In Chinese medicine, the cultivation of qi is seen as crucial to a long and healthy life. The practice of Tai Qi and Qi Gong, as well as the martial arts, are ways to develop and enhance our life force. The Daoist priests who were influential in the early development of Chinese medicine put a lot of thought and effort into how to promote wellness and longevity. The art of tongue and pulse diagnoses were developed long ago as ways of reading the internal organs and their status to better prevent as well as treat disease. Acupuncture and Chinese medicine can and should be used to prevent illness, not just treat it. We all know we need annual checkups with our M.D., and we should visit our dentist twice a year. Think how much healthier we would be if we had regular tune-ups with an acupuncturist. We know that our cars need regular maintenance, tune-ups, and oil changes. Do our bodies deserve any less? According to Chinese medicine, it is especially advantageous to have a treatment as the seasons’ change, at the equinoxes and solstices, to promote the harmony of our internal environment with the external environment.

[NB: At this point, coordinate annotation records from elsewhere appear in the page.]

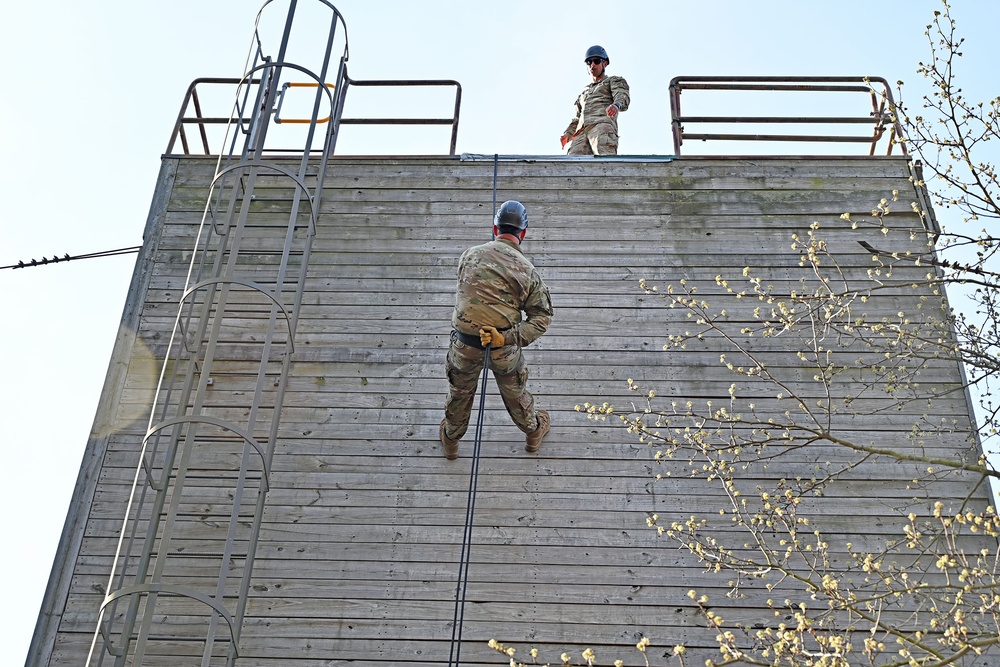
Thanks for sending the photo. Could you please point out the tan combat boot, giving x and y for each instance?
(450, 446)
(534, 439)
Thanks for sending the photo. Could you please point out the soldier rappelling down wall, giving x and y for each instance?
(594, 128)
(496, 282)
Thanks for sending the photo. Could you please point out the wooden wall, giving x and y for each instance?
(358, 560)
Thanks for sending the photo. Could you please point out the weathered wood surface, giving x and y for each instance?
(360, 546)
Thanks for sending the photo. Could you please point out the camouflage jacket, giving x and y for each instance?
(591, 106)
(496, 282)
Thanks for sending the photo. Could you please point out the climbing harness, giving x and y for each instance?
(470, 508)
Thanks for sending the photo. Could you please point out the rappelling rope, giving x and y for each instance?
(470, 503)
(470, 509)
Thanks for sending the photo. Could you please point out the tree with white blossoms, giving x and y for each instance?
(929, 595)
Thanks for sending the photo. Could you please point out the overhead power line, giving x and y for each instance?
(55, 259)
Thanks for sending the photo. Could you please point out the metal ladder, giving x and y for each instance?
(181, 575)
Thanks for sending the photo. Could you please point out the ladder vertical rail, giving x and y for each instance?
(193, 519)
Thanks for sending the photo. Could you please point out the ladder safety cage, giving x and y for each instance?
(881, 118)
(216, 411)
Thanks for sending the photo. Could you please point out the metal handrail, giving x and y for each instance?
(200, 121)
(453, 121)
(881, 117)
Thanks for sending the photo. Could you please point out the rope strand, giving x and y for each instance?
(470, 509)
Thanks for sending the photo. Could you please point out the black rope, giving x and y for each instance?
(470, 509)
(67, 257)
(496, 158)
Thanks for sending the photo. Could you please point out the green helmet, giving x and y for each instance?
(597, 52)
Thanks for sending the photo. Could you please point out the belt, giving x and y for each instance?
(472, 341)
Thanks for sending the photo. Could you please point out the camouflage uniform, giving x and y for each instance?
(495, 283)
(593, 131)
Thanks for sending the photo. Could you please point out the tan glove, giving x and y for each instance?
(490, 336)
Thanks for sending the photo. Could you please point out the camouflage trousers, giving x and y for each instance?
(599, 139)
(464, 365)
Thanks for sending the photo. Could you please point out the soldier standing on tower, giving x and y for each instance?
(594, 128)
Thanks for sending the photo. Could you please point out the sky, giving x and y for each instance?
(93, 90)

One of the illustrations I use with patients is to visualize a seesaw. On one side are all the things we do that help keep us healthy. On the other side are all the factors that have a negative impact on our health. On the healthy side, it’s always helpful to start with good genetics. If your parents and grandparents lived long and healthy lives, then the odds are in your favor. We’ve all heard of the rare person who lives to be 100 despite drinking and smoking all his life. This, however, is not a winning strategy for most of us.

Also in the healthy column are things like eating a good diet, getting sufficient exercise and adequate rest and drinking eight glasses of water daily. Having healthy, supportive relationships and being part of a community that shares your interests and/or beliefs is also a positive influence. On the negative side of the equation are stress, poor diet, overwork, lack of/too much exercise, isolation and lack of close, personal relationships.

Some of the factors that impact us are beyond our control. The quality of the air we breathe is one. The stress of commuting and the frustration of gridlock are the prices many of us pay to live in the Bay Area. It seems only logical to me that in order to tip the scales in our favor we need to focus on the things we can do to improve our health. I generally recommend a good multivitamin/mineral ensure adequate nutrition. I encourage patients to relax more, smell the roses and enjoy life as much as possible. And one of the best ways to calm our frazzled nerves and to bring our bodies, minds, and spirits back into balance is to have regular acupuncture treatments.

Acupuncture has the unique ability to bring about a state of relaxed alertness and balance between our sympathetic and parasympathetic nervous systems. The people who find acupuncture the most powerful tend to be those who are most out of balance. The treatment pulls them back toward a harmonious state, and they feel a profound difference. It’s amazing how we take for granted the stressed-out state that we tend to live in. Regular acupuncture helps us begin to pay closer attention to our well-being. And nothing is more important than our health and well-being.